When the 1st Duke of Ormond, Earl James Butler commenced the woollen industry in Carrick-on-Suir in the mid 17th Century it became obvious that the success of the venture with its ensuing rewards guaranteed his town of Carrick and its people prosperity hitherto unbeknown. The town would enjoy prominence comparable to its neighbours Clonmel and Waterford and this newly acquired commercial viability was not lost on one Capt. J.A. Archer. This gentleman would forward a plan to improve the river’s capability to handle ships of large tonnage by making it more navigable and creating a major avenue of trade bringing such ships laden with cargo, by-passing the port of Waterford and sailing to “His Grace’s Quay of Carrick”. Archer was a man of great vision and ambition, though not for himself as his letters of 1668 distinctly profess his loyalty to His Grace The Duke of Ormond. He foresaw sailing ships from Britain, France and other countries dropping anchor at the Suirside docks before progression of its cargo to other provincial destinations by horse drawn boats upstream and the roadway network created by the building of the Ormond Bridge.

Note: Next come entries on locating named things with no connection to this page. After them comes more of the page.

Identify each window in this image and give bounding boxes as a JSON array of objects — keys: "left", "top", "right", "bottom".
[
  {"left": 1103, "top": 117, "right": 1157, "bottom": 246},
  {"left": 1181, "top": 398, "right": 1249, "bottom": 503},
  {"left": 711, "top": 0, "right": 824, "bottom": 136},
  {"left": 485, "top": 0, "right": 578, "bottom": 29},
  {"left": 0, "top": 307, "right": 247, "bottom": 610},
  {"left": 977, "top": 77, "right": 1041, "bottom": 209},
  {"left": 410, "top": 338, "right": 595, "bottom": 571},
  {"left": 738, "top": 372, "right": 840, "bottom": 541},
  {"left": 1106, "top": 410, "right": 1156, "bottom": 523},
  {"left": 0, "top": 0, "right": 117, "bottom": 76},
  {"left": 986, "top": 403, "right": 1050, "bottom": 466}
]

In 1756, a sum of £1500 was sought from Parliament to build a towpath suitable for horsepower rather than manpower to assist in transporting goods upriver. In 1830, the quaysides were made to their present state by the creation of a new quay named after its financiers , the Sausse family after whom the berthing place would be referred to in the future as Sausse’s Quay.
In 1836, the Suir Navigation Company was founded replacing all other commercial traffic on the Suir. Fees were set to carry goods by tonnage and shares in the new company were £20 fully paid up. A contract was drawn up with one Edgar Clements to cut a channel through the rocks and build a new quay for £3250. This project was never completed although one section under the Ormond Castle known as the Navigation Cut was part of the unfinished work.
In 1877, Ernest Grubb, son of John Grubb who came to Carrick in 1843 to extend his coal, grain and goods business, founded the Suir Steam Navigation Company, thus improving the commercial usage of the river. Boats carried extensively to Waterford and returned with coal and other accessories of the age. The stores on the quayside were a hive of activity and employment. Although working relations were strained as employer and employee were constantly at loggerheads, mainly over wage restrictions.
The “Fr. Mathew” was possibly one of the most famous of the cargo boats of the time and is still referred to up to the present time. The advent of the steam train as a source of transporting goods did irreparable damage to the river trade. The new station at Carrick, with a track from Limerick to Waterford, fulfilled such an objective as was hitherto considered the preserve of the boats of the Suir. The Grubb family sold out their S.S.N. Company to Thomas Walsh of New Street in 1912 and in 1927 the Waterford section was sold to Edward Dowley & Sons.
The golden age of the river trade was over. The vast stores of Dowleys’, once filled to the rafters with grain, corn, fertilisers and other agricultural necessities and with the sounds of hard working labourers was now empty and silent.
The river Suir’s more recent association with such household boat names as “Knocknagow” I and II and the “Rocksand” would no longer ripple under the weight of the heavy burden. The O’Callaghan family would for some years more continue the arduous business of providing sand and gravel from the beds down river. Alas, the scenes, sounds, and chugging boats are gone but not forgotten. Hard laborious river work is replaced by our town’s spanking new marina as a source of recreational pleasure for the 21st Century and the towering stores are now state of the art apartment accommodation.